A trio of researchers from the Nippon Foundation Ocean Nexus Center at UW EarthLab– Andrés M. Cisneros‐Montemayor, Katherine M. Crosman, and Yoshitaka Ota– published a commentary in Conservation Letters calling for equity and justice measures to be prioritized in ocean sustainability, as called for in the Green New Deal (GND) proposal to the U.S. Congress.
“A green new deal for the oceans must prioritize social justice beyond infrastructure” adds to a recently published peer-reviewed article which declares that oceans are largely absent or separate from the policy proposals listed in the GND. The timely paper published by Dundas et al. (2020) argues the importance of extending the values and proposed strategies of the GND to the oceans, including investing in infrastructure, renewable energy, food security, and habitat restoration.
Cisneros‐Montemayor et al. (2020) agree that “future sustainable and equitable development of oceans relies on acknowledging climate change, anticipating future challenges, and proactively transforming the U.S. economy.” However, while the Green New Deal does call on the federal government to make these specific investments to mitigate climate change, at the heart of the proposal is the social justice movement to combat the economic inequality and racial injustice that typically afflict environmental policies. It was this part of the puzzle that was missing from the original argument made by Dundas et al.

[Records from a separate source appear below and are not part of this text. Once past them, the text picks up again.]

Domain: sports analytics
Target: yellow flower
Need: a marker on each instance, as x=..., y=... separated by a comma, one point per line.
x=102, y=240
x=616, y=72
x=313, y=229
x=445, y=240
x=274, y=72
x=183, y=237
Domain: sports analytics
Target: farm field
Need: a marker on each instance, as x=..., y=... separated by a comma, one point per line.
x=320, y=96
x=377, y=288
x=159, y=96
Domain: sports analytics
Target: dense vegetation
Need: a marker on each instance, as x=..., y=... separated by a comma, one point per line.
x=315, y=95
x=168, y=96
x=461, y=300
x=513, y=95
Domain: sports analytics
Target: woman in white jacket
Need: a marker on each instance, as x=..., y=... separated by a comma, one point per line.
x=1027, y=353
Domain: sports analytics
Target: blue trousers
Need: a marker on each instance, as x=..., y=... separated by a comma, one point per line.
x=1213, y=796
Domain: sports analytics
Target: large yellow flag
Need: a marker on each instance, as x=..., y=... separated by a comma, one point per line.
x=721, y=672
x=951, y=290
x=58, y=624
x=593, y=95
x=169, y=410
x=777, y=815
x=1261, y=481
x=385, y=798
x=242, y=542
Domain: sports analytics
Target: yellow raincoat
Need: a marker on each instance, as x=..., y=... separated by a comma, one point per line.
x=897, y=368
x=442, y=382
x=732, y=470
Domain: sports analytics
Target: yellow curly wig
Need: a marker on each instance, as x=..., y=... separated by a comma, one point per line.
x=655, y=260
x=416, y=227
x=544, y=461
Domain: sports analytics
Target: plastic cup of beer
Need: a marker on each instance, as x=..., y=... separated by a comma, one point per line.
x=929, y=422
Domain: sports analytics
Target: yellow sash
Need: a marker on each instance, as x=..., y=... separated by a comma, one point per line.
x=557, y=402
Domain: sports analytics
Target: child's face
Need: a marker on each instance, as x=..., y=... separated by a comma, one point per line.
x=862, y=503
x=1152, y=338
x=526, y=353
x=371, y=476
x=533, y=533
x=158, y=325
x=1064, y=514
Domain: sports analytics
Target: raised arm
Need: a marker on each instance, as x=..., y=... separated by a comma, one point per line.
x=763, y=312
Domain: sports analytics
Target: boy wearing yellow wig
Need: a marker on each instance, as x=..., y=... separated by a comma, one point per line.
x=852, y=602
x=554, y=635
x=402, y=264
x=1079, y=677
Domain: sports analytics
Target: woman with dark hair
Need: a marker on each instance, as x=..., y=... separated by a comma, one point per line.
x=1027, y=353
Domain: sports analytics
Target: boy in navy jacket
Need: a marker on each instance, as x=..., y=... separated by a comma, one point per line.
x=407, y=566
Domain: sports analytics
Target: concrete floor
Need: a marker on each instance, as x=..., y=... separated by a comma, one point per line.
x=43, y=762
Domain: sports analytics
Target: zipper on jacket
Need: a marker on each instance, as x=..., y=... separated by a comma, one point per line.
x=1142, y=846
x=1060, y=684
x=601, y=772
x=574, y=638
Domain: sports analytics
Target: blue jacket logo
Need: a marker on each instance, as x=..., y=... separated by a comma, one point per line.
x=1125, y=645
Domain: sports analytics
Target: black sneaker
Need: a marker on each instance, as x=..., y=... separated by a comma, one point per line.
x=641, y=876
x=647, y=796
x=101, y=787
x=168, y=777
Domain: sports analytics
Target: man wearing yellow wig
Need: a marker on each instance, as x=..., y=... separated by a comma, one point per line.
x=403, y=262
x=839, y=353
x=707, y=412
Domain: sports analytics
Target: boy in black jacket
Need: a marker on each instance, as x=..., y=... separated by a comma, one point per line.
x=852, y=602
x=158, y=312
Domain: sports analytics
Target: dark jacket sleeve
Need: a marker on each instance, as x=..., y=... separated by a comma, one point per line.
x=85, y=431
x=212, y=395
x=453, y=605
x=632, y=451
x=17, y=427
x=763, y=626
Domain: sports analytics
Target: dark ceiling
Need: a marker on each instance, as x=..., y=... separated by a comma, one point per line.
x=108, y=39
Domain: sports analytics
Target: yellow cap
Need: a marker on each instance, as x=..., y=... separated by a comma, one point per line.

“There’s a lot of evidence that shows that many coastal communities, including artisanal fisherfolk and Indigenous peoples, historically and currently experience inequities even when policies are intended to bring positive change,” said Cisneros‐Montemayor, Ocean Nexus Deputy Director. “This is often due to the fact that their needs are not specifically considered as part of the equation. If we are serious about supporting well-being and sustainability, we have to recognize these complex political dynamics and focus more on protecting the people who depend on the oceans.”
Protecting the people who rely on oceans is the driving force behind the Ocean Nexus Center. A large part of their work is dedicated to revealing the inequities in the system and then co-creating transformation that directly benefits those impacted by unjust ocean management and development.
“We agree that oceans are a critical part of a Green New Deal. Communities and industries both in the U.S. and around the world rely directly on healthy oceans and oceans are critical components of climate systems,” said Kate Crosman, Ocean Nexus Principal Research Scientist. “However, to be consistent with the spirit of the Green New Deal, we must acknowledge and address the existing and future inequities that are associated with marine and coastal development and management. Simply, ocean governance must fundamentally change to center equity and justice.”